Thursday, December 22, 2011
China - Jiuzhaigou Valley Scenic and Historic Interest Area
Ley Waterfall, part of Jiuzhaigou landscape.
Sent by Winnie, a postcrosser from Shanghai, China.
This is from UNESCO : The valley lies in the southern part of the Min Shan Range, approximately 330 km from the provincial capital of Chengdu and includes the catchment areas of the Shizheng, Rize and Zechawa gullies, which join Jiuzhaigou Valley.
Lying on the edge of the diverging belt between the Qinghai-Tibet Plate and the Yangtze Plate, there are major fault lines running through the site: earthquakes are not uncommon and have been a major influence on the geological landscape. Of greater geological interest, are the high-altitude karst landforms that have been strongly influenced by glacial, hydrological and tectonic activity.
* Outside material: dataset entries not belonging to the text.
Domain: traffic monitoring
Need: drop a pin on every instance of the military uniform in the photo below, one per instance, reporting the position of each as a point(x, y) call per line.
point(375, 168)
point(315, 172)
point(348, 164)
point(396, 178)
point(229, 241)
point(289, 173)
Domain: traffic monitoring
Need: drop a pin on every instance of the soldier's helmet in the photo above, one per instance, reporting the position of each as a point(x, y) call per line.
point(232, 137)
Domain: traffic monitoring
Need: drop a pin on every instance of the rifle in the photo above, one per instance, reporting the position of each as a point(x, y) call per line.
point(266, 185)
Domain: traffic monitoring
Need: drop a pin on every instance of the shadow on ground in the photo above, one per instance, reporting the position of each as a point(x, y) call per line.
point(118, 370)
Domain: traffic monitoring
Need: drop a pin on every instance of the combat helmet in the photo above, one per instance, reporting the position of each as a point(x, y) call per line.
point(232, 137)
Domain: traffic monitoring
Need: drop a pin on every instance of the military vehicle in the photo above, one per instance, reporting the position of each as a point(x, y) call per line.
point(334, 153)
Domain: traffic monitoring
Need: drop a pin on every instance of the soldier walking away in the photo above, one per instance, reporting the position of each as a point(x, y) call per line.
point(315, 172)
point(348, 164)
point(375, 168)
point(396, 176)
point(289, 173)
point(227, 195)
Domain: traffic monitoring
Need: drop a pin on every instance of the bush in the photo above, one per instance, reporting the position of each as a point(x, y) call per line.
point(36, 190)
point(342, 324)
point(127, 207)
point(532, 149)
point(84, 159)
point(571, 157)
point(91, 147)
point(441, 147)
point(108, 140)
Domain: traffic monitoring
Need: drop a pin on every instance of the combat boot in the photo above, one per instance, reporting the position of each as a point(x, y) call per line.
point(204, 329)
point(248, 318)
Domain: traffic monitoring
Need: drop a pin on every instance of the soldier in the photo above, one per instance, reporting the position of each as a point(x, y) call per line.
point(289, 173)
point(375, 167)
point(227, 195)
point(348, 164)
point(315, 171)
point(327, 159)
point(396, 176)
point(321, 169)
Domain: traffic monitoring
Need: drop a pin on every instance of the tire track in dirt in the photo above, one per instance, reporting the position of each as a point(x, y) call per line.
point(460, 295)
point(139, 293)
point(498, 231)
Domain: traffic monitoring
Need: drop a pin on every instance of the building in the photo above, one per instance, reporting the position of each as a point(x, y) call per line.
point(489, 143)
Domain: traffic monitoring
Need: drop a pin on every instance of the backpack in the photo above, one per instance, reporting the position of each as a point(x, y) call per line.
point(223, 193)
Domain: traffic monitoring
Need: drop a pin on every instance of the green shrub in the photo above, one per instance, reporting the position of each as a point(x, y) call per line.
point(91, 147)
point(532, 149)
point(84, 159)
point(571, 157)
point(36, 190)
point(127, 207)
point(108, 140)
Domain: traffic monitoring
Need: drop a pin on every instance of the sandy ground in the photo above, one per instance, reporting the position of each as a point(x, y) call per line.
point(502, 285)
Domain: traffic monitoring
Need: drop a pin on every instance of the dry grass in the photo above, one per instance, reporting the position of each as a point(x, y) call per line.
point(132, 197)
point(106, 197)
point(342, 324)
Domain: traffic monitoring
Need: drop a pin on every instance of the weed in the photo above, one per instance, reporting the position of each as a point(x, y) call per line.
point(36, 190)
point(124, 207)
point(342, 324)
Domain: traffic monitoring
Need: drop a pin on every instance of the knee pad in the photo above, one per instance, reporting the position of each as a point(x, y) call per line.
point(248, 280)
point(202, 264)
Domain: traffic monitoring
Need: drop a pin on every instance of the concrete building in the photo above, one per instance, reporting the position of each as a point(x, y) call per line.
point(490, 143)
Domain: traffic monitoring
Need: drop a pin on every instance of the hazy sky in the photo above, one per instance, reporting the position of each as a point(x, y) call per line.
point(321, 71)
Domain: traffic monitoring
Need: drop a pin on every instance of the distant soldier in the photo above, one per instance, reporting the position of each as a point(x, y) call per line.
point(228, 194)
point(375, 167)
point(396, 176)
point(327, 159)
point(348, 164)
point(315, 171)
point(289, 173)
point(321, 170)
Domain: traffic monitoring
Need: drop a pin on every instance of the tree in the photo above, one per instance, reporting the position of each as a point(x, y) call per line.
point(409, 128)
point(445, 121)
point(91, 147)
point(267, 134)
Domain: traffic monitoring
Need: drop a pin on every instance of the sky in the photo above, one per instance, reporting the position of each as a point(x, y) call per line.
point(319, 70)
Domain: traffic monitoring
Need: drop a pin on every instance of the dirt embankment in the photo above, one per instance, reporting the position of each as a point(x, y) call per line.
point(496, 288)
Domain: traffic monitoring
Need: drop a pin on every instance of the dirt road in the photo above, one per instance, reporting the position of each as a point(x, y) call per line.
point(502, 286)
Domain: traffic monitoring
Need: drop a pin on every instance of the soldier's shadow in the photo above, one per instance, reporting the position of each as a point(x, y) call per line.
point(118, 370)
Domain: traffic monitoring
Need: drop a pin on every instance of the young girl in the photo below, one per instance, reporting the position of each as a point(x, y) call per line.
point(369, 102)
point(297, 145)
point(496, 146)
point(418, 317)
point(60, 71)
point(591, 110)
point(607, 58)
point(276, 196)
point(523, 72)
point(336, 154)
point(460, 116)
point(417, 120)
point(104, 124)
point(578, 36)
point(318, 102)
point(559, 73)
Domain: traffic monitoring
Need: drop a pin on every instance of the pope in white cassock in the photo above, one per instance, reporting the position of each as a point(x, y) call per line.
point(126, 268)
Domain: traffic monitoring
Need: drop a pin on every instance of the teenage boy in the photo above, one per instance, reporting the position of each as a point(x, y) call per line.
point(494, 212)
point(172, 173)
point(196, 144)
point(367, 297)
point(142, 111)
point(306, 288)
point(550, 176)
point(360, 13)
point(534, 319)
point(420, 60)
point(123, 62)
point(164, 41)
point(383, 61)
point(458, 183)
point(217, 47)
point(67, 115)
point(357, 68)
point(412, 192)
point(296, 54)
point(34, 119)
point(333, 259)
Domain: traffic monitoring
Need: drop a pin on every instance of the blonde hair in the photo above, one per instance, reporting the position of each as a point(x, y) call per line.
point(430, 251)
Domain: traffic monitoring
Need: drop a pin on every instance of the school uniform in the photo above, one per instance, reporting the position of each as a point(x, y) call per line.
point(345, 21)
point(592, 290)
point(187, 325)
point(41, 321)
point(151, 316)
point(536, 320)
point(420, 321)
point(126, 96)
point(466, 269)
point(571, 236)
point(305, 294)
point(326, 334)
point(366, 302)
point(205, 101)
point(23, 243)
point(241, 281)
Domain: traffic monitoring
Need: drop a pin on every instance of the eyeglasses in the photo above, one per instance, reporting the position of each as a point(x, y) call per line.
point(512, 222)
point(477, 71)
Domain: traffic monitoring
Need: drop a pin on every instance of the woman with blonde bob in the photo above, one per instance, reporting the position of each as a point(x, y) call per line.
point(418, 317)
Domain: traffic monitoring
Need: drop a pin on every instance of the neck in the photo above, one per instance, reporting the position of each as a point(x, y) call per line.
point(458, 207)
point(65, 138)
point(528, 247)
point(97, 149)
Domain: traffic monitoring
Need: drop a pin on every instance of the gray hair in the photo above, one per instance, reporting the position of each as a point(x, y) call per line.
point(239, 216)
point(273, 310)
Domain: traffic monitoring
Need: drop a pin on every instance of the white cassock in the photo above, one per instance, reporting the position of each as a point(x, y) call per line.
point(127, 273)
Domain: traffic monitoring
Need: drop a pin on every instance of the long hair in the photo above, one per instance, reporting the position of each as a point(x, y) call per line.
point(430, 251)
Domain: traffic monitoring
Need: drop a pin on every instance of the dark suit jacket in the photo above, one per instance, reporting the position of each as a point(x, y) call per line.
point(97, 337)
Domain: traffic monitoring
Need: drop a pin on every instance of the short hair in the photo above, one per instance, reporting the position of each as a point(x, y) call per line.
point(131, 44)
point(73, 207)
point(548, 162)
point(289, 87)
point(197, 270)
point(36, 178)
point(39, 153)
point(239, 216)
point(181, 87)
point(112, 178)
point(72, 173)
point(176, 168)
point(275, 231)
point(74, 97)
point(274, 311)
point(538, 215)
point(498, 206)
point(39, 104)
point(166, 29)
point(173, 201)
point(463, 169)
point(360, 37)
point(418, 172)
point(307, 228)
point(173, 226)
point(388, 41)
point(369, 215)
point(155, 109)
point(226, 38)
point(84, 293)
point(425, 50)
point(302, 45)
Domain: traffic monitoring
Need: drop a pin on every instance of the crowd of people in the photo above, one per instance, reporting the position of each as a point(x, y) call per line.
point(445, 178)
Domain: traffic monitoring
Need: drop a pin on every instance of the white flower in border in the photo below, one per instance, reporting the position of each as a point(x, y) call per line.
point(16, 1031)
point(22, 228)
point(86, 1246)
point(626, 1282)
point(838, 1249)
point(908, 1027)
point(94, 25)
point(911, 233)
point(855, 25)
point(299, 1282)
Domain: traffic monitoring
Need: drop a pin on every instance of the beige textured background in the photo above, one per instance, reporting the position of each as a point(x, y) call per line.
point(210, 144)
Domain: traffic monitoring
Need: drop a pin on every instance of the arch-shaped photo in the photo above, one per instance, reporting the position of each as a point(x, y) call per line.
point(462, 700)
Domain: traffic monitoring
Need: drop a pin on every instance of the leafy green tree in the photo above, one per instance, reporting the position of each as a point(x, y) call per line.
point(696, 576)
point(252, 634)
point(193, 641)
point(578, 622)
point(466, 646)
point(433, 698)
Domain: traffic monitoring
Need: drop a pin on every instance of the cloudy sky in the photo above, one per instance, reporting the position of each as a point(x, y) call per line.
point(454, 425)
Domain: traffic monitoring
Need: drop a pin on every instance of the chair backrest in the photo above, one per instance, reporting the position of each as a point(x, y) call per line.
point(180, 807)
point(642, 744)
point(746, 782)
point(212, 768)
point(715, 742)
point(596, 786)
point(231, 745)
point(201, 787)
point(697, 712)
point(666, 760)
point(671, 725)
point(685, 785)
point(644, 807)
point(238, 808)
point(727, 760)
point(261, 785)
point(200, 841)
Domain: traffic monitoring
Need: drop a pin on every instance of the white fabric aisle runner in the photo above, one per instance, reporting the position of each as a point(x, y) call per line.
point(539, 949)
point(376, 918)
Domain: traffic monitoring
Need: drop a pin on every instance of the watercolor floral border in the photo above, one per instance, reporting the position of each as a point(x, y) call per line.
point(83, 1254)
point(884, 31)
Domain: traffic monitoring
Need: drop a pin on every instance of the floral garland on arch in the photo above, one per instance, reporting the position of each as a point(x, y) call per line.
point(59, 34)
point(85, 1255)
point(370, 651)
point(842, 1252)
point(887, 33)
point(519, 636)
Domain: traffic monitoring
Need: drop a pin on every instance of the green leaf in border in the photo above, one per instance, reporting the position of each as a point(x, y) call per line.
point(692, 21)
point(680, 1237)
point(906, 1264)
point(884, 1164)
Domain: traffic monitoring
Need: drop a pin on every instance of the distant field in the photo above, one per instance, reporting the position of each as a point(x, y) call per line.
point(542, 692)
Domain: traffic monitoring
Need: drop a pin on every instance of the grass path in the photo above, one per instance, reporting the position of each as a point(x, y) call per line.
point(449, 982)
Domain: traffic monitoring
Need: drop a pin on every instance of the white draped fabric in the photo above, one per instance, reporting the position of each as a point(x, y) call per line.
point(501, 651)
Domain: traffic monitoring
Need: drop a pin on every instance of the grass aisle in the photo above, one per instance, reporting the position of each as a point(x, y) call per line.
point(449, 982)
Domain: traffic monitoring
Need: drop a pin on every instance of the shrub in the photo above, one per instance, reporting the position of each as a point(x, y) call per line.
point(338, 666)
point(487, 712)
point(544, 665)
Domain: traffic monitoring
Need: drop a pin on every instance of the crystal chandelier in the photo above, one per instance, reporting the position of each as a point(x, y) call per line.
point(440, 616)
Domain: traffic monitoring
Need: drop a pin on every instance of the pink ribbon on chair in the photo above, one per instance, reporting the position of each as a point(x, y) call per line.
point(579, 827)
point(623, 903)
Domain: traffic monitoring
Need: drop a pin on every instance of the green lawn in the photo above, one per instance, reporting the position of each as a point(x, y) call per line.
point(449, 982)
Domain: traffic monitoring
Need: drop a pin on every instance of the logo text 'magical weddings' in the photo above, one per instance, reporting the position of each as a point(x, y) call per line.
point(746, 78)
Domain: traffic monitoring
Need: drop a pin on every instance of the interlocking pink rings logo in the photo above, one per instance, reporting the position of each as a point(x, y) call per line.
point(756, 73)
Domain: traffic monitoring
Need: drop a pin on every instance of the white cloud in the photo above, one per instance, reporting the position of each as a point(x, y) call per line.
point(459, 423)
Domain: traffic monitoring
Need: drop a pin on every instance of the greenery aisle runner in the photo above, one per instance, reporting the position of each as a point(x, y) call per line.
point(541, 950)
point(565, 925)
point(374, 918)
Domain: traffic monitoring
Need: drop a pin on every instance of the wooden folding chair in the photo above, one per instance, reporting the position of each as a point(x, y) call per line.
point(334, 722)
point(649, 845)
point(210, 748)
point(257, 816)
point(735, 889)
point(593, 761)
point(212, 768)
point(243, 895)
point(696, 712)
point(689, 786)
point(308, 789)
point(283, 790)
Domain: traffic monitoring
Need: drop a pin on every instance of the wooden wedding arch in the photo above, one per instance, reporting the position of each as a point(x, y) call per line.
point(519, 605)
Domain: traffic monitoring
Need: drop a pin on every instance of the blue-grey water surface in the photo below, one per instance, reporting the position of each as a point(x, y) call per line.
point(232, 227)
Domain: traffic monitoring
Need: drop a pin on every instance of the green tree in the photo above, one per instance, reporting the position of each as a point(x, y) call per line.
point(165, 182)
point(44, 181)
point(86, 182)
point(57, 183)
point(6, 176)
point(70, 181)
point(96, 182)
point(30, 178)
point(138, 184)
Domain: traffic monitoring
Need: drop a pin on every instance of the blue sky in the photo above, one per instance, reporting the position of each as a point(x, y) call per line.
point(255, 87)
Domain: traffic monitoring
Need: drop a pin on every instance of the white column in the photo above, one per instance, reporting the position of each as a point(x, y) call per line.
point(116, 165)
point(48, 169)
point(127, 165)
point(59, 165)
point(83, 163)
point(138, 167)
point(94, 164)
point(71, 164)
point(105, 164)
The best known features are the large number of lakes in the area: many are classic ribbon lakes, at the base of glacially formed valleys, which have been dammed naturally, for example behind rock falls from avalanches. Processes of carbonate deposition are responsible for the cementation and stabilization of these dams. A number of the lakes are bounded on the upstream and downstream sides by calcareous tufa dykes and shoals. In two places, there are a stepped series of lakes, like terraces separated by these tufa dykes. These sites, Shuzheng Lakes and Nuorilang Lakes, with 19 and 18 lakes respectively, can be compared with the travertine pools of Huanglong Scenic Area to the south. They are less well-developed geologically but are much larger in size.
Also of note are a number of large and spectacular waterfalls, including Xionguashai (Panda Lake) Fall and the Zhengzhutan (Pearl Shoal) Fall. This latter fall lies at the downstream end of the Zhengshutan, which is the larger of two calcareous tufa shoals in the site.
The hydrology of the site is dominated by three valleys, Rize and Zechawa gullies flowing from the south and meeting at the centre of the site where they form the Shuzheng Gully.
Over most of the site the soils express their limestone parent rock, to a greater or lesser degree, while there is some variance in colour and texture. They are all neutral to slightly alkali. On the higher mountain slopes, the soils are poorly developed.
The rich flora and wide altitudinal range undoubtedly contribute to a highly diverse and important range of fauna. There are no records of detailed surveys or inventories, but 10 mammal's species are listed including notable species such as giant panda, golden snub-nosed monkey, lesser panda, Szechwan takin, mainland serow, common goral and Thorold's deer.
There have been 141 species of bird recorded from the site. Some 13 of these are listed including Chinese monal, snowy-cheeked laughing thrush and a subspecies of Tengmalm's owl, which is endemic to the region.